Bad: Copying and pasting the same block of code over and over again

If you find yourself doing this, you should probably take a second to think about what can be abstracted out of the code being copied and create a function/method to handle it. This is where the DRY (Don't Repeat Yourself) principle counts.

Good: Copying a block of code that's known to work

DRY (Don't Repeat Yourself) also applies here, just in a different sense. IE, don't repeat work you've already done in the past. If you have taken the time to write a section of code, debug, test it, and it's proven to work in a production codebase; you'd be dumb not to re-use it.

Most people give copying-pasting a bad rap because many beginner programmers spend their time scouring the net and copying/pasting a mishmash of other people's code without understanding what it actually does.

Writing everything from scratch every time isn't any better. I know there are a lot of old school purist programmers that thing everything should be written from scratch and I hope I don't get stuck working with them. If you have 5 years of programming experience, you should have a pretty substantial library of code that's prime for re-use. It's one of the best assets an experienced programmer can bring to the table because it'll potentially save a lot of development time.

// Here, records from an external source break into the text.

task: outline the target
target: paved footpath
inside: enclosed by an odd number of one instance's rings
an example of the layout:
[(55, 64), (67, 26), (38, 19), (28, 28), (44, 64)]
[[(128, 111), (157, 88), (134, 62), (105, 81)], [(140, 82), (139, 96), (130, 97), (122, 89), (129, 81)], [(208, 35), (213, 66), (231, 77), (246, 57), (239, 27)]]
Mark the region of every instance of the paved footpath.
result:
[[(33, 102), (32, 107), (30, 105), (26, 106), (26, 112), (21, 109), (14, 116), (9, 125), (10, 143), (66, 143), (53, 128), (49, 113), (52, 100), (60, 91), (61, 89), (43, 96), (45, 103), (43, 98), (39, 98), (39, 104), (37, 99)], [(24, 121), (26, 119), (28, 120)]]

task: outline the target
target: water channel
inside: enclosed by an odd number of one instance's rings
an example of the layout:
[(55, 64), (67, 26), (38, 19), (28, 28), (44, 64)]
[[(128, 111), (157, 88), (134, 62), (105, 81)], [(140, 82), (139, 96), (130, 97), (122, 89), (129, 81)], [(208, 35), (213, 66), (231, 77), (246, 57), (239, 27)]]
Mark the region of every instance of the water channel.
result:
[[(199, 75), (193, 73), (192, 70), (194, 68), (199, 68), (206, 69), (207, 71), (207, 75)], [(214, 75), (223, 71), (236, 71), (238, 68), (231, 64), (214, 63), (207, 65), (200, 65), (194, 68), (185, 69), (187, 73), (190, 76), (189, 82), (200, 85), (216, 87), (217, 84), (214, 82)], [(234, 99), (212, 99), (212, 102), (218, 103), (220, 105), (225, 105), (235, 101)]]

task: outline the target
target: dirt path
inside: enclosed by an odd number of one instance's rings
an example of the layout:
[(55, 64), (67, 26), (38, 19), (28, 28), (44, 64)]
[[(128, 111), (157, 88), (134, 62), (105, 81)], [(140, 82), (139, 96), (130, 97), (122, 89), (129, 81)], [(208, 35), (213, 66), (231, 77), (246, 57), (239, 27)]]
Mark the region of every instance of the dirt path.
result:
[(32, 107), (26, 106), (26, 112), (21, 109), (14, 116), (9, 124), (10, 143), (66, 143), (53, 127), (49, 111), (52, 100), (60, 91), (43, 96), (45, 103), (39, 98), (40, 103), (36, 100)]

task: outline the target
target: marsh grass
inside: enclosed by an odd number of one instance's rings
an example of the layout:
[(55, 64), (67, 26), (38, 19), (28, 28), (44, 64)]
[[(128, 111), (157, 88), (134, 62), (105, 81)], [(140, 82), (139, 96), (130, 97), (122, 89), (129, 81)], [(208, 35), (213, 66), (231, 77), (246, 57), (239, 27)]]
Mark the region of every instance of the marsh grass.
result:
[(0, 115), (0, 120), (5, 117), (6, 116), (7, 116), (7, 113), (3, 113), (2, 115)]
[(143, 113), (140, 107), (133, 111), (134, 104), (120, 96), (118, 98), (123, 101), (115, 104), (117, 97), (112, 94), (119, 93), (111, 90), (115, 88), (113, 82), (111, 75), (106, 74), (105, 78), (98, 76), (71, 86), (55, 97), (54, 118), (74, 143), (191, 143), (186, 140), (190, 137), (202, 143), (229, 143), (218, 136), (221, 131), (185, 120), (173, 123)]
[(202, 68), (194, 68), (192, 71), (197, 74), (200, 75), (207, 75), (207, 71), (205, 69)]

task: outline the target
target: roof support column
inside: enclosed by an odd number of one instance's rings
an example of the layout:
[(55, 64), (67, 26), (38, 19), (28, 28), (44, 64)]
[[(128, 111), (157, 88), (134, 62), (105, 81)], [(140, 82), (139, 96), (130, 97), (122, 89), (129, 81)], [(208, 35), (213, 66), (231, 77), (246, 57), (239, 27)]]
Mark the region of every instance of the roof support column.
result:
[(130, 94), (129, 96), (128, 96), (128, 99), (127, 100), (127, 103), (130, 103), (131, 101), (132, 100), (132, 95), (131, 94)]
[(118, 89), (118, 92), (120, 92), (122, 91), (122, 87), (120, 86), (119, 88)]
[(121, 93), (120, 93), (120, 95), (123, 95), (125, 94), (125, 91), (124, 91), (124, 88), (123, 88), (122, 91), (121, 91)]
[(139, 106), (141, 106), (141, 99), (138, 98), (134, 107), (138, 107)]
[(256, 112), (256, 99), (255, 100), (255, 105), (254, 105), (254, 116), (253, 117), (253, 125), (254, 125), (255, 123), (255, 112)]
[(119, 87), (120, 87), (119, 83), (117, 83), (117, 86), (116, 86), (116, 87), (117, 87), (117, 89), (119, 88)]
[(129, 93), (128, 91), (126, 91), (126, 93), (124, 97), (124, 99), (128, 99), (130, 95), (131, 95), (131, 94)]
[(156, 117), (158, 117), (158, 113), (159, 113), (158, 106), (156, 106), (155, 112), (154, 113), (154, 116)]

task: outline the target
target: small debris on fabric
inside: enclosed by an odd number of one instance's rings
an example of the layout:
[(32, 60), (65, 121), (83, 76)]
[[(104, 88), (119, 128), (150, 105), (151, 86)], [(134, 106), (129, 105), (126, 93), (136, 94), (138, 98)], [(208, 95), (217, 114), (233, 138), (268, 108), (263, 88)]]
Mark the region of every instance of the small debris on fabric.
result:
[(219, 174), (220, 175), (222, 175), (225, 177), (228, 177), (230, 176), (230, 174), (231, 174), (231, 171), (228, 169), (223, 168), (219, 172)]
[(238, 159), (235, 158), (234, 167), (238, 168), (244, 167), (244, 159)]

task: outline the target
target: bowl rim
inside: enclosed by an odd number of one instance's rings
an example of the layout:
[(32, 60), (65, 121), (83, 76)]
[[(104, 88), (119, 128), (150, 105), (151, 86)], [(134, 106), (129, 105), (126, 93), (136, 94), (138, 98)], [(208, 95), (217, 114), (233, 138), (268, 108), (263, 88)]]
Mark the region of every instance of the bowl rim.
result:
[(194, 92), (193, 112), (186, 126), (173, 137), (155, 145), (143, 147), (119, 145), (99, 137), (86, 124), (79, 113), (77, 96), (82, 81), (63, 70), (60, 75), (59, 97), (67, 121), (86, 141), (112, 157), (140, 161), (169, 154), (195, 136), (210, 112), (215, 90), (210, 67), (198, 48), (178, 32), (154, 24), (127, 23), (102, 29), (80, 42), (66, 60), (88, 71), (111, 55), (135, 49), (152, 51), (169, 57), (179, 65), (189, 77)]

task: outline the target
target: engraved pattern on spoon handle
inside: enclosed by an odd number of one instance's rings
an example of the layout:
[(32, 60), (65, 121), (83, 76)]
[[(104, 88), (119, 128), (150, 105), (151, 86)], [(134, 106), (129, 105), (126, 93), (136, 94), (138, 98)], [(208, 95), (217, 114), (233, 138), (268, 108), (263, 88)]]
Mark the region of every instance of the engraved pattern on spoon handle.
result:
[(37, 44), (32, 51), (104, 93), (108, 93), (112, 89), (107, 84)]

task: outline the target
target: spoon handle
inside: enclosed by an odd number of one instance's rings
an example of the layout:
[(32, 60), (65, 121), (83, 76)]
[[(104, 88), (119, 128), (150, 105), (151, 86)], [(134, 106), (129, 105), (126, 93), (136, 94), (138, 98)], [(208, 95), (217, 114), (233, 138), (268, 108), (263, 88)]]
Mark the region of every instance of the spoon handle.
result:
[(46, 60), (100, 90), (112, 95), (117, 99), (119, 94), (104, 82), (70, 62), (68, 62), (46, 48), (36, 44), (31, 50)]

If you don't understand with your old code does at first, take a moment to read the comments and re-familiarize yourself. If your comments suck... well, that's another issue altogether.

Libraries: Resist the urge

Libraries are only necessary for 2 reasons. One, if the code you wrote is so ubiquitous that it's worth sharing with the rest of the world (or hoarding for yourself). Two, the code is being used across multiple assemblies (IE, the project is multi-process and certain parts are used across more than one process).

If you're thinking about creating a library to cure cancer, make sure an open source library that cures cancer doesn't already exist on the net. Chances are, if it does, it may already cover what you were trying to accomplish. Instead, use the OSS library and invest the time you'd spend rolling your own making the one that already exists more stable.

And... forget the dogma around code methodologies and code smells. People rely on them as a higher power to say, "I'm right and this book is proof that I'm right". Take it all (even what I wrote) as guidelines that allow you to be more conscious of where you could improve.